I never tried generating video clips or animations with SDXL before, simply because my GPU is not powerful enough. But after testing out the LCM LoRA for SDXL yesterday, I thought I’d try the SDXL LCM LoRA with Hotshot-XL, which is something akin to AnimateDiff.

I mainly followed these two guides: ComfyUI SDXL Animation Guide Using Hotshot-XL, and ComfyUI AnimateDiff Guide/Workflows Including Prompt Scheduling by Inner_Reflections_AI.

Installing

I am using ComfyUI with Dr. Lt. Data’s ComfyUI-Manager.

If you haven’t installed the later, and if you are using ComfyUI Portable and have Git installed, then just run these two commands in the ComfyUI Portable folder and then restart ComfyUI installed):

.\python_embeded\python.exe -s -m pip install gitpython
.\python_embeded\python.exe -c "import git; git.Repo.clone_from('https://github.com/ltdrdata/ComfyUI-Manager', './ComfyUI/custom_nodes/ComfyUI-Manager')"

Using the ComfyUI Manager, install AnimateDiff-Evolved and VideoHelperSuite custom nodes, both by Jedrzej Kosinski.

And download either the Hotshot-XL Motion Model hotshotxl_mm_v1.pth or the alternative Hotshot-XL Model hsxl_temporal_layers.f16.safetensors to ComfyUI\custom_nodes\ComfyUI-AnimateDiff-Evolved\models.

ComfyUI Workflow

I successfully managed to generate a few video clips with the flow below.

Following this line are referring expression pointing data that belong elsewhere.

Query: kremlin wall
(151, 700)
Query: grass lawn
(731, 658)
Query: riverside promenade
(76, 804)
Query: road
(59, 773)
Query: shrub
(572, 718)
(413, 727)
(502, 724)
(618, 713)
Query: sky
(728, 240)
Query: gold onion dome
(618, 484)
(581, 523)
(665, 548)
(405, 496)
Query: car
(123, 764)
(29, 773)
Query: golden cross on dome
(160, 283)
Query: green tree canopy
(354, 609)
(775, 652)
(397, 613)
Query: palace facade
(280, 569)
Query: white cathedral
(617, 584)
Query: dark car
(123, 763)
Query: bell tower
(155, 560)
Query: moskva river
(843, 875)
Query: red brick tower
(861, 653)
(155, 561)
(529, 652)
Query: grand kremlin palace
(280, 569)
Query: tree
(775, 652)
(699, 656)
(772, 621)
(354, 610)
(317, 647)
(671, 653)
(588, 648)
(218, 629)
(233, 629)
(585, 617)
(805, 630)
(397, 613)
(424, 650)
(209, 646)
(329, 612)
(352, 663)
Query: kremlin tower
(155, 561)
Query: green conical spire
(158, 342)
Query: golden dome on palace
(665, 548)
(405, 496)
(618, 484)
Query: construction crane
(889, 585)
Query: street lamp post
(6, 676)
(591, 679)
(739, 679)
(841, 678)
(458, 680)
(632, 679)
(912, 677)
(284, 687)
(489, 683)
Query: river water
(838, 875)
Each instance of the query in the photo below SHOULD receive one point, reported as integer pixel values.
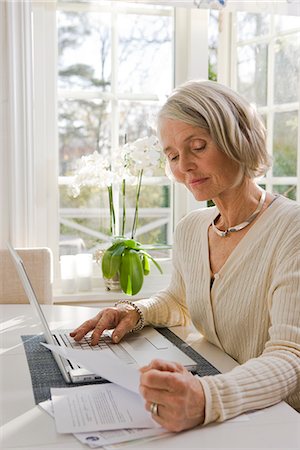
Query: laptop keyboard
(103, 344)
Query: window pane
(213, 30)
(288, 191)
(136, 118)
(250, 25)
(252, 73)
(145, 54)
(83, 128)
(285, 144)
(286, 71)
(285, 23)
(84, 220)
(84, 50)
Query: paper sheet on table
(96, 439)
(103, 363)
(98, 407)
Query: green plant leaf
(110, 264)
(132, 243)
(146, 265)
(152, 259)
(131, 272)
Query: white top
(252, 311)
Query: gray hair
(232, 123)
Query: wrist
(141, 320)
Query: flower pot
(113, 284)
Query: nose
(186, 162)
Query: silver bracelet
(141, 322)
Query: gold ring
(154, 408)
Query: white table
(25, 426)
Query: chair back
(38, 265)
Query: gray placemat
(204, 367)
(44, 371)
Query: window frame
(227, 68)
(187, 38)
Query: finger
(163, 365)
(106, 322)
(124, 327)
(83, 329)
(161, 380)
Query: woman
(236, 267)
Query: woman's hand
(178, 394)
(122, 318)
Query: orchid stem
(124, 206)
(136, 212)
(111, 211)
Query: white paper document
(98, 407)
(96, 439)
(103, 363)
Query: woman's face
(195, 160)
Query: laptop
(137, 349)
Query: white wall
(4, 114)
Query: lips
(197, 182)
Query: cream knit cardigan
(252, 311)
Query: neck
(237, 204)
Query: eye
(172, 157)
(199, 149)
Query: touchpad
(149, 342)
(139, 343)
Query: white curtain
(17, 150)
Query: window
(266, 71)
(115, 65)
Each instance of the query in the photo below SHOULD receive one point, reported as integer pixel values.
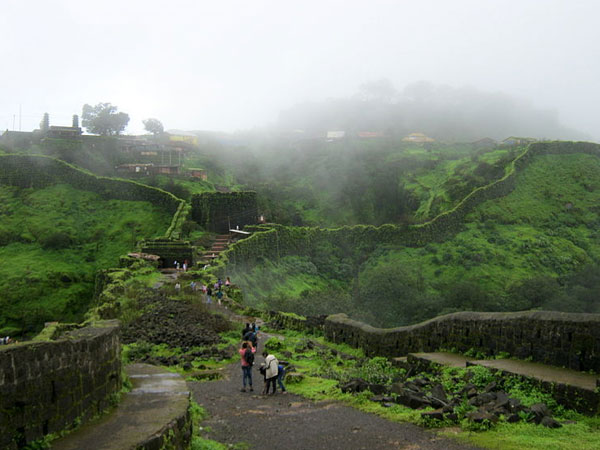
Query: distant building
(417, 138)
(370, 134)
(135, 169)
(484, 143)
(57, 132)
(514, 140)
(187, 139)
(166, 170)
(335, 135)
(198, 173)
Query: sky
(231, 65)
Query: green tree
(153, 126)
(104, 119)
(45, 123)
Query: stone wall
(48, 386)
(560, 339)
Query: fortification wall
(561, 339)
(275, 241)
(220, 211)
(46, 387)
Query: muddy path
(287, 421)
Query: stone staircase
(220, 244)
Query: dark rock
(491, 387)
(539, 411)
(452, 416)
(354, 385)
(439, 393)
(482, 399)
(480, 416)
(550, 422)
(378, 389)
(513, 418)
(437, 415)
(412, 400)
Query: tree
(45, 123)
(153, 126)
(103, 119)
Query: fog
(241, 65)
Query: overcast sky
(229, 65)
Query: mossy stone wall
(560, 339)
(221, 211)
(46, 387)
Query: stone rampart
(49, 386)
(560, 339)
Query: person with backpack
(280, 377)
(247, 357)
(271, 371)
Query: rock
(480, 416)
(378, 389)
(437, 415)
(550, 422)
(293, 377)
(354, 385)
(452, 416)
(493, 386)
(412, 400)
(539, 411)
(438, 392)
(482, 399)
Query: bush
(56, 240)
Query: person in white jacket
(271, 365)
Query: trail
(287, 421)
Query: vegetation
(104, 119)
(52, 243)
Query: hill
(536, 247)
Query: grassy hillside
(537, 247)
(52, 242)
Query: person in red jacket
(247, 356)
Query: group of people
(208, 291)
(271, 369)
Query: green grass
(53, 242)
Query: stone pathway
(291, 422)
(157, 403)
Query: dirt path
(290, 422)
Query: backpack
(249, 357)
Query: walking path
(291, 422)
(157, 404)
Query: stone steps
(570, 388)
(154, 414)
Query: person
(245, 330)
(280, 377)
(247, 358)
(271, 371)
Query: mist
(509, 68)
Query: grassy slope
(528, 233)
(40, 284)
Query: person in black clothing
(245, 331)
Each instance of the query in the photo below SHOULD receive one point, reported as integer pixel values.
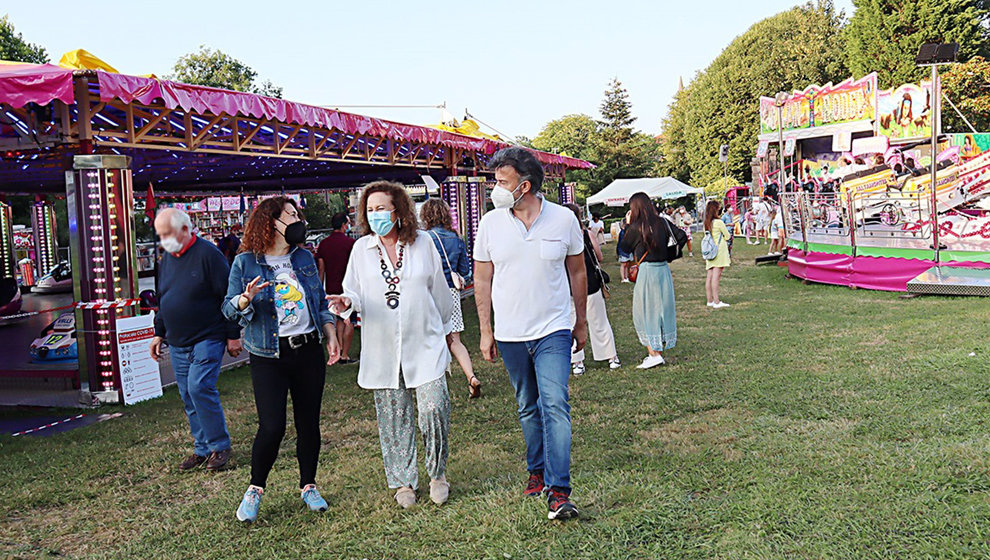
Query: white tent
(617, 193)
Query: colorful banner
(846, 102)
(970, 145)
(904, 114)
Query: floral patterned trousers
(398, 433)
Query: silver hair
(179, 220)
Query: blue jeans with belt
(197, 369)
(539, 371)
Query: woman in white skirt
(435, 219)
(394, 279)
(599, 329)
(654, 305)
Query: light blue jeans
(197, 369)
(539, 371)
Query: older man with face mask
(192, 282)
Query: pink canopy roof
(21, 84)
(29, 83)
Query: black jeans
(300, 373)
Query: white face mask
(171, 244)
(503, 197)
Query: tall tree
(618, 150)
(884, 36)
(616, 109)
(214, 68)
(571, 135)
(14, 48)
(721, 105)
(673, 142)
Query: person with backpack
(600, 333)
(648, 237)
(715, 250)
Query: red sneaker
(560, 506)
(535, 487)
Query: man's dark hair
(523, 161)
(338, 220)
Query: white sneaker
(405, 497)
(439, 490)
(651, 361)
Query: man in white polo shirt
(524, 252)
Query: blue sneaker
(313, 499)
(248, 510)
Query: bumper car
(57, 342)
(10, 297)
(59, 280)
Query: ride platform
(951, 281)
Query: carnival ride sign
(846, 102)
(904, 114)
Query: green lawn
(805, 421)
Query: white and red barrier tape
(79, 305)
(53, 424)
(107, 304)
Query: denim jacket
(456, 253)
(258, 318)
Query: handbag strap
(444, 250)
(594, 259)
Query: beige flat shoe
(405, 497)
(439, 490)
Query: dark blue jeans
(539, 372)
(197, 368)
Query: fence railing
(891, 220)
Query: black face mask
(295, 233)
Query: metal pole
(934, 169)
(780, 145)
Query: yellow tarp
(81, 59)
(467, 127)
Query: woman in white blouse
(394, 279)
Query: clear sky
(513, 64)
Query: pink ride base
(872, 273)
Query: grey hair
(523, 161)
(179, 220)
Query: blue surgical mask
(381, 222)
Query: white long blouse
(410, 338)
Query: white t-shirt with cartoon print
(290, 298)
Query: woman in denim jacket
(275, 293)
(435, 218)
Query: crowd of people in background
(537, 269)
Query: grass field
(805, 421)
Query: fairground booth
(858, 204)
(104, 140)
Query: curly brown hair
(405, 213)
(435, 212)
(259, 232)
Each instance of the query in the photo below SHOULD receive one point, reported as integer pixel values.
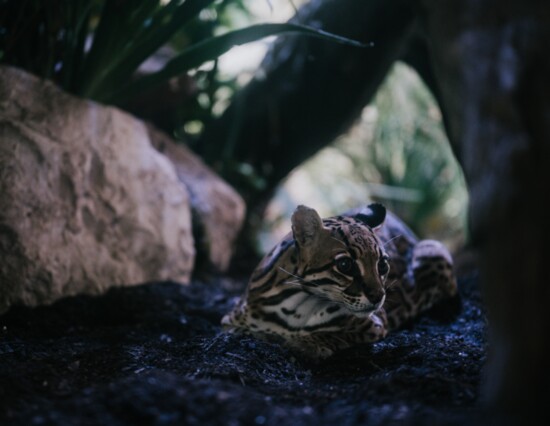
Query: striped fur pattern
(337, 282)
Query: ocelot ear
(373, 215)
(306, 226)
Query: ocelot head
(340, 258)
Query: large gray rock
(86, 202)
(218, 211)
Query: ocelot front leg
(354, 330)
(428, 279)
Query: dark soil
(154, 354)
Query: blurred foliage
(397, 154)
(94, 48)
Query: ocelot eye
(383, 266)
(344, 265)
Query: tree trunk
(492, 62)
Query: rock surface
(218, 211)
(155, 355)
(86, 201)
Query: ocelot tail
(345, 280)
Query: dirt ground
(155, 354)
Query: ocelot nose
(375, 296)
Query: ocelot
(345, 280)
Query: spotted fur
(337, 282)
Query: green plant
(51, 38)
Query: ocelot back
(345, 280)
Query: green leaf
(211, 48)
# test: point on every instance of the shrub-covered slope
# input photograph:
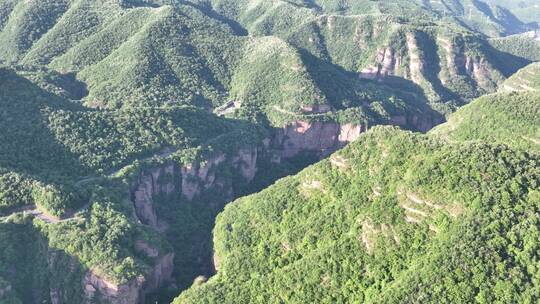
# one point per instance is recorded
(526, 45)
(509, 118)
(526, 79)
(394, 217)
(526, 10)
(193, 53)
(60, 163)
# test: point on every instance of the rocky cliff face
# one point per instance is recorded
(187, 182)
(456, 65)
(100, 290)
(321, 138)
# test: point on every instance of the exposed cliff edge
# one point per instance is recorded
(183, 184)
(99, 289)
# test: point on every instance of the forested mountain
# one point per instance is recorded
(393, 218)
(127, 126)
(526, 10)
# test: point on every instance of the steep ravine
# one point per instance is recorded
(158, 192)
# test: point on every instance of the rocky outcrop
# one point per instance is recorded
(99, 289)
(321, 138)
(246, 162)
(148, 184)
(197, 176)
(5, 289)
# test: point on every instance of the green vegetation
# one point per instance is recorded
(526, 10)
(526, 79)
(95, 95)
(393, 218)
(509, 118)
(524, 45)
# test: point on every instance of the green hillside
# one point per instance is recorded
(526, 79)
(393, 218)
(526, 10)
(127, 126)
(509, 118)
(525, 45)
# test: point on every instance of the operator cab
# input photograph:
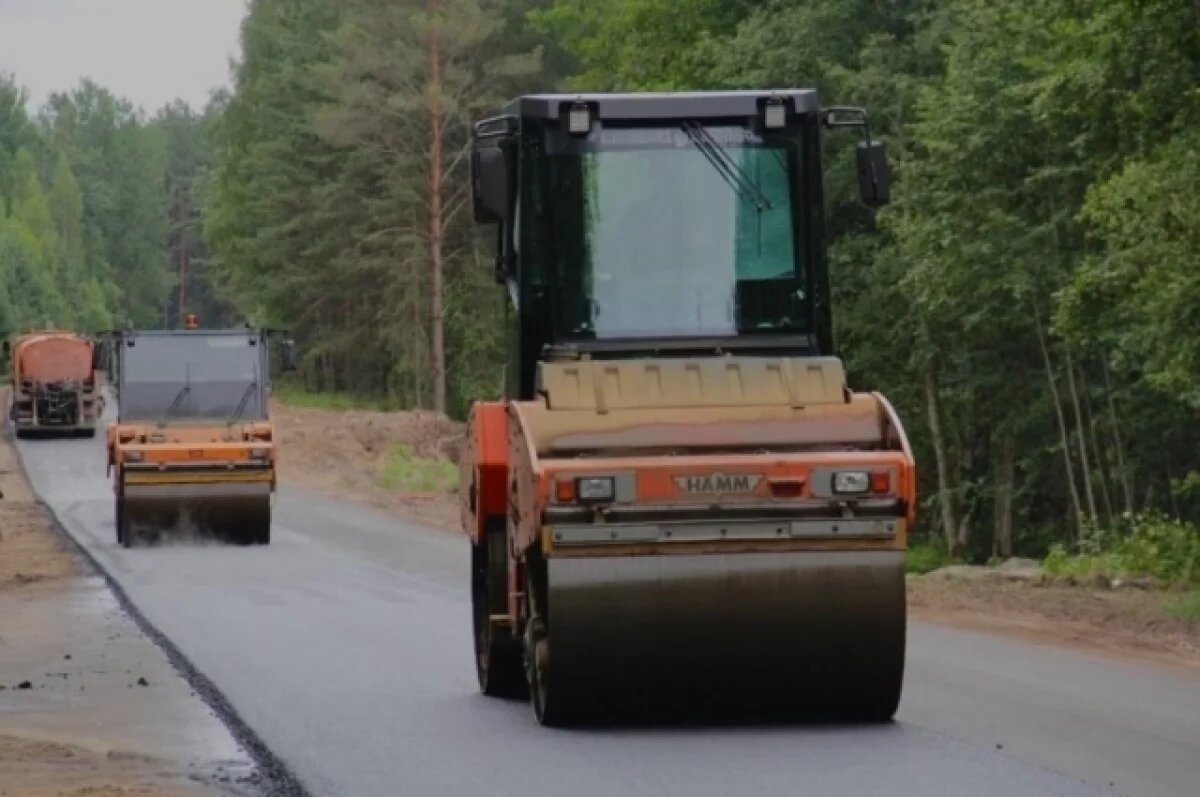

Admittedly I am not sure what to expect, as I do not know what types of “motion keywords” the Hotshot-XL model understands. The Hotshot-XL documentation states that it was “trained to generate 1 second GIFs at 8 FPS.”

SDXL LCM LoRA with Hotshot-XL motion model

Here is the flow and a few points to note:

  • First, load SDXL and then the LCM LoRA as usual,
  • And create the usual positive and negative prompts with CLIPTextEncodeSDXL and CLIPTextEncode respectively,
  • Next use the Uniform Context Options - I am unable to increase context_length above 8 due to memory limitations, so the video I get is a bit... disjointed,
  • Pass the options to the AnimateDiff Loader, which load the Hotshot-XL model with the linear (HotshotXL/default) scheduler,
  • Create an empty latent image - Hotshot-XL was trained for certain aspect ratios, and here I am using 608 x 416,
  • Then, pass the model output to the usual KSampler with the lcm sampler and sgm_uniform scheduler - I used 8 steps, too few and I get fuzzy, speckled output,
  • Finally, after saving the image, use the VideoCombine node to create a video file - I use the webp or webm format:

I did try AnimateDiff SDXL, specifically the beta mm_sdxl_v10_beta.ckpt model too, but the flow above does not work for me.